Suddenly Remus squeezed between them, carrying a large, empty sack that he opened up and folded down, willow, 10 inches, sphinx molar between the occupied fingers.

"That's not a good idea"

"Why not?"

"Because" He searched his mind for a plausible excuse as he threaded the sack over the leprechaun. "Waking leprechauns is really dangerous! It's much safer to lock them up somewhere-"

So Sirius took the sack from him and turned it so the leprechaun fell to the floor. Then James cast Salus Volatilus, so it would wake up. The leprechaun blinked a couple of times before opening his eyes completely.

"Where am I?" he squeaked, heavily accented.

"Hogwarts" James informed him. The leprechaun bolted upwards, glaring up at Remus.

"Alright, laddie, you caught me. Where's the gold?"

Nonchalantly, Remus returned to the table at which he parked himself every morning and that was now safe again.

There was a cracking sound and the leprechaun vanished from the floor, and appeared again on that very table.

"I said where's the gold!" it demanded.

"You turned into a witch to get gold?" Sirius asked.

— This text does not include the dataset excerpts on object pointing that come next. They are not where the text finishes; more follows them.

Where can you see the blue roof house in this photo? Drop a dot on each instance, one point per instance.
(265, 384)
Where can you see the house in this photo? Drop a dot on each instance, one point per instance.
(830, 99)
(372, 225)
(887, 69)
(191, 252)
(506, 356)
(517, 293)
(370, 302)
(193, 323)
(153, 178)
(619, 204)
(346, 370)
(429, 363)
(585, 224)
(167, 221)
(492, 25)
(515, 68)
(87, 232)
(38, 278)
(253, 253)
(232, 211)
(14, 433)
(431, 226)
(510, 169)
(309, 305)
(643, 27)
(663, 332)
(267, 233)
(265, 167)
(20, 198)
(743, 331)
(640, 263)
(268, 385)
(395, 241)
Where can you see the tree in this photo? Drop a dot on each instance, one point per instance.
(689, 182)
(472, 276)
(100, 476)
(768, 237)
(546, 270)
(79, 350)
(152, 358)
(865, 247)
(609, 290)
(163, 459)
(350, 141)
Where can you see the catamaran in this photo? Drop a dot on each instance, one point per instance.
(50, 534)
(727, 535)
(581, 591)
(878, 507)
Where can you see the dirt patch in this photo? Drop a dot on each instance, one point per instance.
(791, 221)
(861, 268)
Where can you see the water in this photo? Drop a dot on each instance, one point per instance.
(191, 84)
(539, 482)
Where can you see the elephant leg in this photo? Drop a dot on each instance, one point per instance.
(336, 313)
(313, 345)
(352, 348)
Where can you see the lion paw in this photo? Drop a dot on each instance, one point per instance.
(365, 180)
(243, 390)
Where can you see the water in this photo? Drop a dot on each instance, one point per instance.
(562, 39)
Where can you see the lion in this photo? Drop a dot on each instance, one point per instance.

"I thought that if I turned into a beautiful witch, I could lure the answer out of him" the leprechaun confessed. "I really tried to get the type right, but I didn't have a whole lot to go on"

"You should have made her more cuboid looking"

"I told you" Remus told the leprechaun. "You can have the pot back once… you know"

"I can't grant you that wish, but I can grant a lot of other wishes. Did you look though the brochure at all?"

"You're supposed to grant any three wishes. It's in the rules"
"Nobody's meant to find the gold at the end of the rainbow! It's not even a bow, you know. It's a circle, actually"

"Tough"

"You have to return it. It's the only pot we've got!"

"You really should have thought of that before you started lying!"

"Grrrr GIVE IT!" The leprechaun hopped up on Remus' head and started pulling at his fallow curls angrily. To counter this, Remus reached into the bag beside him, where he found a bottle of Tullamore Dew. He unscrewed it and splashed some drops in front of him. The effect was instant. The leprechaun hopped down from his head, chasing the drops of whiskey, catching some with his tongue as if they were snowflakes. A couple of drops were enough to make him sway and he could barely keep his eyes open.

"Hold me close kiss me I'm Irish" he slurred between hiccups before falling on his back. Snoring sounds emerged from his half-open mouth.

"I don't know why you're fussing" James put down the camera and reached into the paper bucket of popcorn Sirius' was holding. "You should know that those wishy-things are not that great" Crunch.

"Wishy-things?" Remus put the screw back on the bottle.

Sirius' let James have the bucket of popcorn and took the bottle of Tullamore Dew, unscrewed it again and poured it into his mouth as if it was Tullamore Dew.

"You know, you wish for eternal wealth for example" Chug-chug-chug. "and it turns out a bank lost all the money, that sort of thing. There's always a catch" Cough. "McGonagall has good taste. I want to tell her I love her"

"The pub's closed go home" James put down the popcorn and took the whiskey from Sirius and finished what was left, whilst simultaneously recording with the camera Sirius sinking down to the floor and passing out, as if it was the bottle that had kept him upright.